There were murmurs of disapproval. He grabbed from a stack of napkins and began to
blot at the red puddle. He tried to mutter apologies, but he found again that his mouth
could only open. Despite his mopping, there was a stain on the bartop that ruined the
unfinished effect.

He stammered away from the bar, entering the void to find the restroom. From one dark-red corner came close-mouthed laughter and older-sounding voices. The tone of the voices was of experience and exclusivity. He could not see their faces, but a woman’s hand rested on the table. The back of the hand was freckled, even the knuckles.

The bathroom was walled entirely out of shiney metal, and set into the wall above the toilet was a cubby hole. On the cubby rested a crude, jade-colored pot. Down inside the pot were a plastic skull and a few white blossoms that looked red under the light. He hummed a melody and admired the vibrations he made off the walls. He felt safe in the restroom with the fake skull and the music he was making.

He stepped back into the bar confident. His head was sound and he felt ready to sleep. He passed the table again and noticed the hands were now resting on a red package of cigarettes. He snuck up to the table.

“I thought they banned smoking in all buildings” he said, needing a reply.

He was standing behind the woman with the freckled hand, and she turned to face him as he was talking. It was his mother. She looked puzzled, but her face did not seem to recognize his.

“Mom?”

“Do you have a match?” she asked in a voice like a stage actor. And smiled.

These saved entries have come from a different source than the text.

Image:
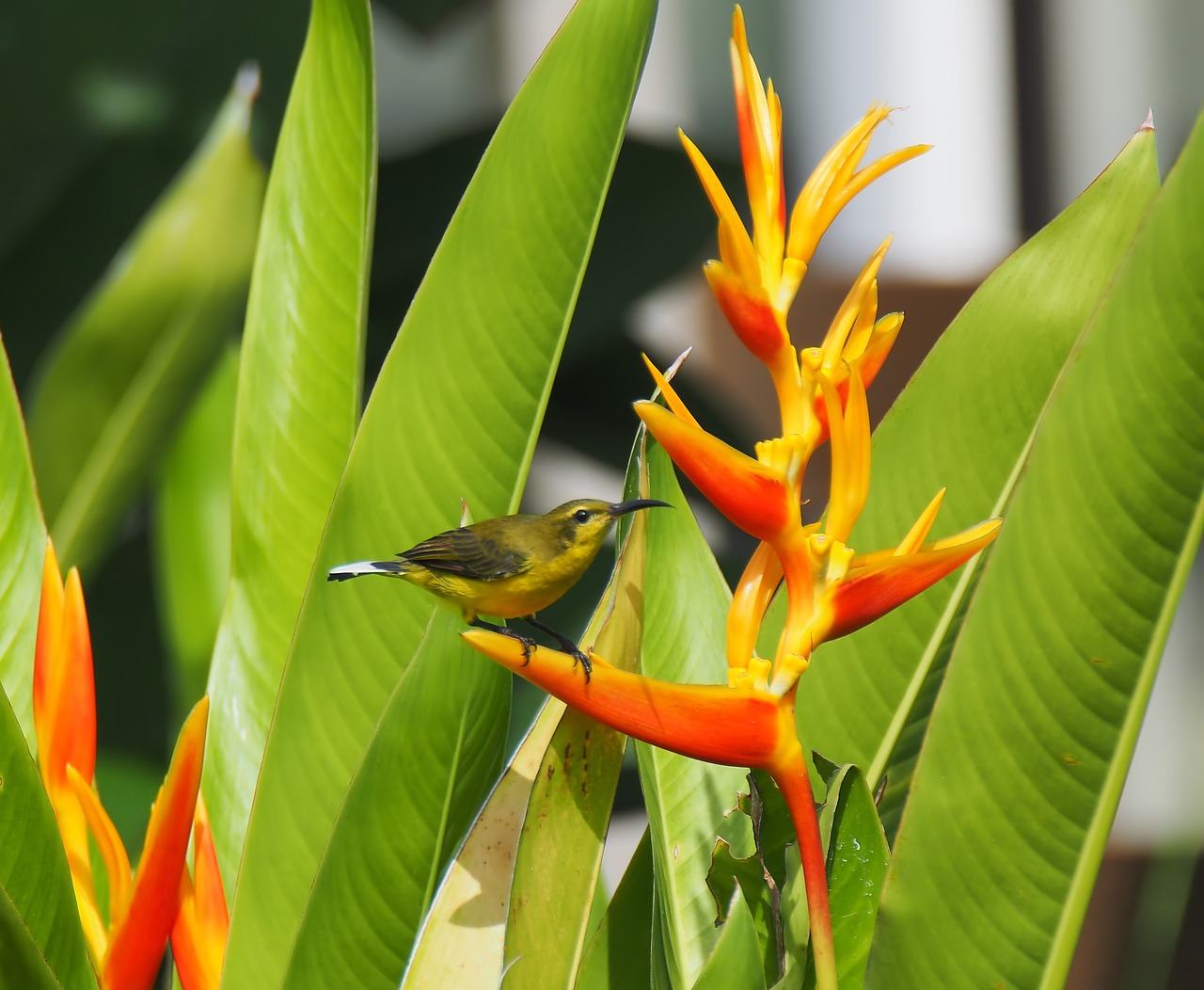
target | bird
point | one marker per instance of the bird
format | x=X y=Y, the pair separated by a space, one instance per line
x=512 y=567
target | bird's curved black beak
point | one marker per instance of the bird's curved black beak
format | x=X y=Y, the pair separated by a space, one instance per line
x=632 y=504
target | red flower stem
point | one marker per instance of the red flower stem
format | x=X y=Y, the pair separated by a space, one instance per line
x=796 y=788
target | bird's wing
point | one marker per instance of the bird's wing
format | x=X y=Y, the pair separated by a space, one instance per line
x=468 y=554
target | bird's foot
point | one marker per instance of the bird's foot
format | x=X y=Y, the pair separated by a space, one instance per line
x=528 y=646
x=585 y=663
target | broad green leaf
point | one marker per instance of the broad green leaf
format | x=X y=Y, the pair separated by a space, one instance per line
x=299 y=392
x=760 y=872
x=41 y=941
x=406 y=812
x=619 y=951
x=452 y=416
x=795 y=925
x=685 y=601
x=190 y=530
x=464 y=933
x=1031 y=739
x=730 y=873
x=560 y=854
x=129 y=362
x=23 y=550
x=856 y=866
x=736 y=959
x=964 y=422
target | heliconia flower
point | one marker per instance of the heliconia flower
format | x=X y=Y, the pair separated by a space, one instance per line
x=65 y=717
x=760 y=496
x=858 y=340
x=198 y=938
x=128 y=950
x=737 y=724
x=849 y=590
x=757 y=277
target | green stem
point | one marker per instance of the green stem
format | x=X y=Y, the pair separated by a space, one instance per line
x=796 y=788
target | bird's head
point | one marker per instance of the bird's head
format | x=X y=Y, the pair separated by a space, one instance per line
x=584 y=523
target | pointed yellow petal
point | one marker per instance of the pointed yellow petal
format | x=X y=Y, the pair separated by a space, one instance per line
x=748 y=310
x=198 y=936
x=112 y=849
x=880 y=168
x=670 y=392
x=850 y=456
x=736 y=249
x=919 y=532
x=838 y=343
x=749 y=602
x=881 y=339
x=878 y=583
x=714 y=189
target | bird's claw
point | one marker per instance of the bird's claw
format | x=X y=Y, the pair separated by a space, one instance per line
x=584 y=662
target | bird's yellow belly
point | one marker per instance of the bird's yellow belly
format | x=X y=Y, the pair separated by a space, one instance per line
x=504 y=598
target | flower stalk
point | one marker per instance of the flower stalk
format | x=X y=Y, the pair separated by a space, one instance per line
x=831 y=589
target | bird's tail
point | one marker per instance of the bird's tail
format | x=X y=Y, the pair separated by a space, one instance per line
x=391 y=567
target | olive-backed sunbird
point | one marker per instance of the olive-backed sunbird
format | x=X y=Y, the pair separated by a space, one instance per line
x=511 y=567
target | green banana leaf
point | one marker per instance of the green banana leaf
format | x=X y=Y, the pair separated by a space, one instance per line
x=1032 y=735
x=23 y=548
x=190 y=532
x=964 y=422
x=858 y=856
x=619 y=951
x=129 y=362
x=464 y=934
x=299 y=392
x=736 y=959
x=687 y=599
x=452 y=416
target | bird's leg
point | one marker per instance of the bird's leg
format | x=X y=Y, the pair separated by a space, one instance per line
x=527 y=641
x=566 y=645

“And smoke, can the adults please smoke?” said the other woman at the table,
grinning. They laughed at this shared joke. They all seemed younger than their voices.

“Mom?”

The woman beneath him pronounced two words slowly for him. “Stage...
Cigarettes.” He didn’t understand. “We’re in a play,” she added, “across the street. You should come tomorrow.”

“What’s it called?”

“The Gopher.”

“Mom, what’s going on?”

“Enjoy the wine tonight, friend?” interjected a man, and then, “hey, sport, you should take it easy. Enjoy each sip.” His blue-blazer covered a striped golf-shirt. More silence.

Incredulously, “Dad?”

A bell was rung three times.

“Last call. We close in five minutes.” The bartender.

The party at the table rose obediently, but casually, gathering their purses and keys. They had forgotten him standing beside their table. The woman he took for his mother even muttered an “excuse me” as she backed up from her chair. She left the package on the table, crumpled.

A girl up by the entrance wished “drive safely” to someone already outside. He became anxious about his car being parked illegally, and shoved elbows as he moved for the door. The girl smiled politely as he passed her in the doorway.

He jogged up the street, then skip-stepped frantically until he was sprinting to the
car.

It was there, unticketed.

The drive home was under the greatest relief he’d ever felt. Everything loosened or melted. The trees lining the interstate were not hideous or solitary. The streets of his neighborhood, as he approached them, were so welcoming. He smiled.

When he turned on his kitchen light, the tumbler of orange juice was still standing
rigid on the table where he had left it, and beside it were the two pills.